Deneme tadında yazılar…
Ne zamanlar?
Yazının bir sanat olarak görüldüğü zamanlar.
O zamanlar, yazarlar, günümüzdeki gibi kalemlerini siyasetin katranlanmış mürekkebine daldırmamışlardı henüz.
Yazılarını ne iktidarın ne muhalefetin; ne o partinin ne bu partinin hizmetine sunmuşlardı.
***
Yazı yazmak bir hünerdi o zamanlar.
Kalem tecrübesiydi.
Kültür birikimiydi.
Ancak çok okuyan, yazı yazmada hüner gösterebilirdi.
Onun için de yazı yazmak, o zamanlar, bir okuma kültürüydü.
Dünyaya, insanlara, olaylara farklı bir bakış açısıydı.
Yaşamaya, var olmaya filozoflardan geri kalmayacak bir düşünceyle yaklaşmaktı.
Bir psikolog, bir psikiyatrist, bir insan sarrafı olmaktı.
Öyle olunca da gazetelerde, deneme tadında, güzel yazılar yazılırdı.
Özellikle bazı yazarlar, yazılarındaki samimiyetle…
Okura verdikleri güvenle, sıcaklıkla okuru sarıp sarmalar, okurla bütünleşirdi.
Okur da bu yazıların yazarlarını sevgiyle, saygıyla, minnetle kucaklardı.
***
Bu yazarlardan biri de Serdar Turgut’tu.
Dümensiz Serdar!
Ben öyle diyordum ona.
Kendisini de içine kattığı, mizah dolu: içten, samimi yazılar yazardı.
O yazılarından birinde, şöyle yazmıştı:
“Kilo aldığım zannediliyor ama ben kilo almıyorum; sadece irileşiyorum!”
Çok sevdiğim Fransız oyuncu, Gerard Depardieu da, eminim senaryoda olmadığı halde kendi ekliyordu bunu, neredeyse her filminde;
“İri bir Fransız’ım ben!” diyordu.
Ben de giderek irileşiyordum.
Öyküm’ün güçlükle araya dereye sıkıştırdığı randevulara gitmiyor, diyet yapmaktan kaçıyordum.
“Kilo almıyorum, irileşiyorum!” diyordum.

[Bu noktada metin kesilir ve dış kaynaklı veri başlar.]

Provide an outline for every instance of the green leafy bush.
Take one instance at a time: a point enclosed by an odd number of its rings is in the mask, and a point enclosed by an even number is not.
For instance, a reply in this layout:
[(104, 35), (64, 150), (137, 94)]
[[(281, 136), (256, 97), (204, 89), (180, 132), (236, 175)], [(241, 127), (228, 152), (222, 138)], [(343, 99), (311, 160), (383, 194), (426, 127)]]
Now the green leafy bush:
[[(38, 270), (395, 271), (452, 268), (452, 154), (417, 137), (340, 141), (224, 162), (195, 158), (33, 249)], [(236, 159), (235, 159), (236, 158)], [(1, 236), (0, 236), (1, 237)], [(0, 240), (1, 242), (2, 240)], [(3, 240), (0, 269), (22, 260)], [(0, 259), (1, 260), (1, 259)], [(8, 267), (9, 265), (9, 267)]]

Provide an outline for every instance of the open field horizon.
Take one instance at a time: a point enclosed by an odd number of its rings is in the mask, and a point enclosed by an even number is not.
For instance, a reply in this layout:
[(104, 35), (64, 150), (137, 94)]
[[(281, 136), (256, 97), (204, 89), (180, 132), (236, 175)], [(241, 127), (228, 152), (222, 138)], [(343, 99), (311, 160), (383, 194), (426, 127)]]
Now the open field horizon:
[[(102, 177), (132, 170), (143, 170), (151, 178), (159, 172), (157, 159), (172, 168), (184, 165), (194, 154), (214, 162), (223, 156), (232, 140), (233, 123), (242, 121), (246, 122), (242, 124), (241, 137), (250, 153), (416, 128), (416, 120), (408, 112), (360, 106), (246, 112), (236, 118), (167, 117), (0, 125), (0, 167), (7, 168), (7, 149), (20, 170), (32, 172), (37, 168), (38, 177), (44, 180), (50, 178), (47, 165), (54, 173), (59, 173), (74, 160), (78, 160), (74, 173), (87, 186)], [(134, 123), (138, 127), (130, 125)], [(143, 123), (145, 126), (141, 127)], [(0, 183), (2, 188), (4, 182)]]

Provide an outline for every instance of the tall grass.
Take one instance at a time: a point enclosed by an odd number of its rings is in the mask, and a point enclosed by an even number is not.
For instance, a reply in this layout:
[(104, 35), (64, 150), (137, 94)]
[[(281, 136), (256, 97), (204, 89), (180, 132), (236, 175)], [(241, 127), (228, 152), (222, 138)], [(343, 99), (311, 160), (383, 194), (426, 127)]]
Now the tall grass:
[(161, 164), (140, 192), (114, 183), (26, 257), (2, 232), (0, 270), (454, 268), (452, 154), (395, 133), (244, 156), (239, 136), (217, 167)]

Kimi zaman da, gövdemi biraz daha şişirip, hiç kimse Depardieu kadar olamaz,
“İrileşiyorum sadece!” diyordum.
Önce şaşırıyordu Öyküm.
Sonra,
“Ne saçmalıyorsun yine!” diyordu. “Ofise geleceksin!”
***
Sonunda, iki ay önce, boynumuzu büküp, çaresiz Öyküm’ün kapısını çaldık.
Diyete başladık.
İlk günler iyi gitmişti ama…
Geriye kalan bir iki kiloyu vermemekte direnen bedenim adeta savaş açtı bana!
Ben de yürüyüşlerle desteklemeye karar verince, diyeti…
Mahalledeki parkta bir iki yürüyeyim dedim.
Aman Tanrım!
O ne ilginç insanlar!
Şeker pembesi, üstüne yapışan, sayılı markalardan; marka olsun şeker pembesi olsun; bir tayt giymiş adamın biri.
Çılgın at gibi koşturuyor.
Bir başka adam ellerine beşer litrelik su bidonları almış.
Arkasından gelen kadınların da, nereden topladıysa o kadar kadını, ellerinde su bidonları…
Beş on adımda bir,
“Kaldırın suları, indirin suları! Kaldırın suları, indirin suları! Kalçaları çevireliim! Haydi hanımlaar!”
Burada yazamayacağım, daha neler neler…
Parkı terk ettim hemen.
Öyküm’e son iki kilom kalsa olmaz mı, diyeceğim artık.